Mówisz ze jesc ci sie nie chce - a ja caly czas jakas glodna jestem...
Korni Kamilek tez robil ze mna 6W, ale chwile a pozniej wchodzil mi na głowe lobuz jeden! Śmiesznie było...
Mówisz ze jesc ci sie nie chce - a ja caly czas jakas glodna jestem...
Korni to Ty masz osobistegor trenera , mała mobilizuje Cię do ruchu.
A co do Stefana - skoro on już zacisnął pasa to jesteś na dobrej drodze.

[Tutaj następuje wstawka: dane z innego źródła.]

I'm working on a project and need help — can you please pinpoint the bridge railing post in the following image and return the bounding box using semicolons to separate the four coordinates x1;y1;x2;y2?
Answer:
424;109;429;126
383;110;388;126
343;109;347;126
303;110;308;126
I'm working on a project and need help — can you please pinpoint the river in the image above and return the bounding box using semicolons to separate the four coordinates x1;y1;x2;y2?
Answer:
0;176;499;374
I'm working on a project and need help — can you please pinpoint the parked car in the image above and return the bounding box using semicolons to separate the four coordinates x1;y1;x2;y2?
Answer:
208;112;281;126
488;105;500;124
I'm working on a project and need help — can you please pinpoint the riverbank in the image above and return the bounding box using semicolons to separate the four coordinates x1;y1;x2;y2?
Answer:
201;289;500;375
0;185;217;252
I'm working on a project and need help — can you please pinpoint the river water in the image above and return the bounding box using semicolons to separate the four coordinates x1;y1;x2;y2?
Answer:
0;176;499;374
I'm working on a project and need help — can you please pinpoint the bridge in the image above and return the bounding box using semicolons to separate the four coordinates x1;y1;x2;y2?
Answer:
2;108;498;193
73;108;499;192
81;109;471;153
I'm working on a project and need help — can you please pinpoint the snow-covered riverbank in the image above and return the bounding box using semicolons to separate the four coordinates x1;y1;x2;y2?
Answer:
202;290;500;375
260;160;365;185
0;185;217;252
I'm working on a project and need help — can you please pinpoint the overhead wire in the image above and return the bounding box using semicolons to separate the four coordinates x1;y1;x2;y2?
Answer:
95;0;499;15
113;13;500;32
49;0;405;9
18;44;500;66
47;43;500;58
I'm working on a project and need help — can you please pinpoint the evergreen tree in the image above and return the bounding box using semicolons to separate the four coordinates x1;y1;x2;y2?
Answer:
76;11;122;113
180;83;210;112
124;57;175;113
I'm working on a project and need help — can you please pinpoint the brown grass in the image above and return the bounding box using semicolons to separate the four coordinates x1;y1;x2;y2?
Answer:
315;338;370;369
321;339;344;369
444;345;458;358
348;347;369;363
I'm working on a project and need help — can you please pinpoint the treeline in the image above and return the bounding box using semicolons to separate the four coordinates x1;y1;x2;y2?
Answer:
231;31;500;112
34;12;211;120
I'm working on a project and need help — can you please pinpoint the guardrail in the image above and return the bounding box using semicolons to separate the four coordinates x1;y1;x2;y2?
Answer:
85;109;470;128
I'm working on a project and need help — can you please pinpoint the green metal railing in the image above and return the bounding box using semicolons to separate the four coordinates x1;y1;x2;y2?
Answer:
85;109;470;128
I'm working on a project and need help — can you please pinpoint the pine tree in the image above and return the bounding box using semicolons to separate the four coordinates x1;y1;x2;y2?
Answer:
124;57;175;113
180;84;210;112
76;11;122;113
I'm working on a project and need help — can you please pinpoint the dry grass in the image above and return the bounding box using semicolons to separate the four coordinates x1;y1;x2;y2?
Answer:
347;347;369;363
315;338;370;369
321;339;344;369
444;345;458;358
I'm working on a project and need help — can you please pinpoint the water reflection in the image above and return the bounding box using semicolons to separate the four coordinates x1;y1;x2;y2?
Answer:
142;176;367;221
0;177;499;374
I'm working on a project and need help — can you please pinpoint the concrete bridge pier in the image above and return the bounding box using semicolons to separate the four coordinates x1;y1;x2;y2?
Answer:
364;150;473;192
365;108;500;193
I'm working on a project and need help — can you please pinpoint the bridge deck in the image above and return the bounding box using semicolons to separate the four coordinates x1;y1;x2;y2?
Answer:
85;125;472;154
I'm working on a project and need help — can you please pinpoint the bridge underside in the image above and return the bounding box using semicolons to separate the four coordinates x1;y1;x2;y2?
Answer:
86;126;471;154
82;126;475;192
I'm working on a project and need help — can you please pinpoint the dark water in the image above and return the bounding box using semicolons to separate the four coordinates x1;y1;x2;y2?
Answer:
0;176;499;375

Tak trzymaj!
witaj korni ladnie dietkujesz trzymam kciuki ja podlacze się w poniedzialek ,czytalam o piciu dużej ilości płynów to chyba troche dziwne bo jak mi wiadomo zbyt duża ilość wypitych płynów wypłukuje z organizmu minerały i tp .więc dziwie się że coś takiego ktoś opublikował może się myle bo nie czytalam artykułu i nie jestem obiektywana pozdrawiam
Korni idziesz pełna parą
Chyba waga spada bardzo bo jadłospis masz superowy...no i chyba nie pożerasz wieczorami takich ton jedzenia jak kiedys
A 6W dziś było???
Buźka.
Witaj Korni
z powodu urlopu nie mogę wygrzebać się z forumowych zaległości! ale juz powoli nadrabiam i obiecuję częściej wpadac tu do Ciebie... w miarę mozliwosci i czasu.... bo cosik ost. z nim krucho.. ale dam radę
Cieszę się ze tak dietkujesz ładnie ze masz nowy wątek trzymam mocno kciuki!! pozdrawiam Cię goraco!! miłego dnia
była 6W była właśnie dziś zauważyłam, że brzuch (ta górna partia) wygląda jakbym miała ją wciągniętą a zrobiłam rano dopiero 4 dzień w sumie to muszę wstac o 5 minut szybciej, bo zaczynam się nie wyrabiać
aaa, i pełnia była, księżyc wczoraj wstał czerwony jak burak, i już wiedziałam jak będę rano wyglądać...no i wyglądałam, ale nie aż tak źle jak kiedyś
najpierw odstępstwa od wczorajszej diety:
była kawa rozpuszczalna z mlekiem w pracy
i inka z mlekiem w domu
w obu przypadkach mleka było mniej niż zwykle
odrobina keczupu do parówek
aaa, i po szpitalu przyszłyśmy z małą do domu, madzia pomogła mi rwać sałatę na kawałki, potem zjadłyśmy parówki z sałatą...małej tak smakowała sałata że chciała dokładkę potem poszłyśmy z piłką na planty i tam mój ruch w sumie ograniczał się do pilnowania żeby madzia nie spadła z drabinek, ale i tak była zabawa bo jak wymyśliłyśmy jak przejść na drugą stronę drabinki to potem mała jak małpka dawała...prawie sama...swoją drogą ruchowo jest niezła i jeszcze jedno, gdyby mnie ktoś postawił pod takimi drabinkami w mojej skali to bym chyba miała pełno w gatkach...a ta śmigała
no i byłam wzorową matką...raz mi prawie nerwy póściły, ale jakoś je utrzymałam...ale po kolei...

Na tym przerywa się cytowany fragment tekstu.